What does this mean in practice? How do we apply this to our lives? What sort of choices should be affected? Let's turn this the other way round - let's use one of the Bible's standard texts and see how that works out in one example. Here is Sha'ul writing to the believers in Philippi: "In conclusion, brothers, focus your thoughts on what is true, noble, righteous, pure, lovable or admirable, on some virtue or on something praiseworthy" (Philippians 4:8, CJB). For example, are you a fantasy game player - Dungeons and Dragons, Warhammer or the like? These are all based upon the occult and - even in make-believe - use tokens and symbols of magic, spells and so on. These are untrue, unrighteous, impure and unpraiseworthy. They should therefore form no part of a believer's life. Full stop. Playing fantasy games, even in a diluted form, is not a choice that any believer should ever take. Doing so opens the door to Satan, gives him an invitation to step back into their lives and willingly places a believer back into bondage and slavery; from that beginning, sin will gradually take control of more and more of our lives until - even though still formally 'justified' before G-d - we become weak, ineffective and useless within the kingdom with possible effects upon our physical and mental health.

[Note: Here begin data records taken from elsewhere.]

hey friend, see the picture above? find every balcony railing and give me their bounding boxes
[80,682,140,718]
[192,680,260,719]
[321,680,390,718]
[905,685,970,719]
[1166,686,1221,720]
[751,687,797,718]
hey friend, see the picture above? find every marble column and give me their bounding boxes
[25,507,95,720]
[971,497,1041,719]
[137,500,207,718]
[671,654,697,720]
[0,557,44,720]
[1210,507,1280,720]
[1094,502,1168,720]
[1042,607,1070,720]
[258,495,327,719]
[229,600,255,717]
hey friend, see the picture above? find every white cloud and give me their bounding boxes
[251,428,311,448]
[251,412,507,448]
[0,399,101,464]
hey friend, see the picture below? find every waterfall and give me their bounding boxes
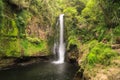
[53,14,65,64]
[58,14,65,63]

Our freedom is in Messiah Yeshua. We are to be washed clean of sin, sinful habits, sinful practices. We are told not to compromise that freedom, not to embrace those sinful habits and choices from which we have been set free. We're not even to speak about them: "It is disgraceful even to speak of the things which are done by them in secret" (Ephesians 5:12, NASB). We, instead, are to put on the armour of G-d so that "having done all" (6:13) we are still standing firm before G-d and man.
Further Study: 2 John 8-9; 2 Peter 2:17-21
Application: Where do you stand before the L-rd? Have you compromised and gone back to into ways and habits of sin? If so, you need to act immediately before you become enmeshed in the snares of the evil one. "The eyes of the L-RD are on the righteous, His ears attentive to their cry. They cry out, and the L-RD hears, and saves them from all their troubles" (Psalm 34:16,18, JPS).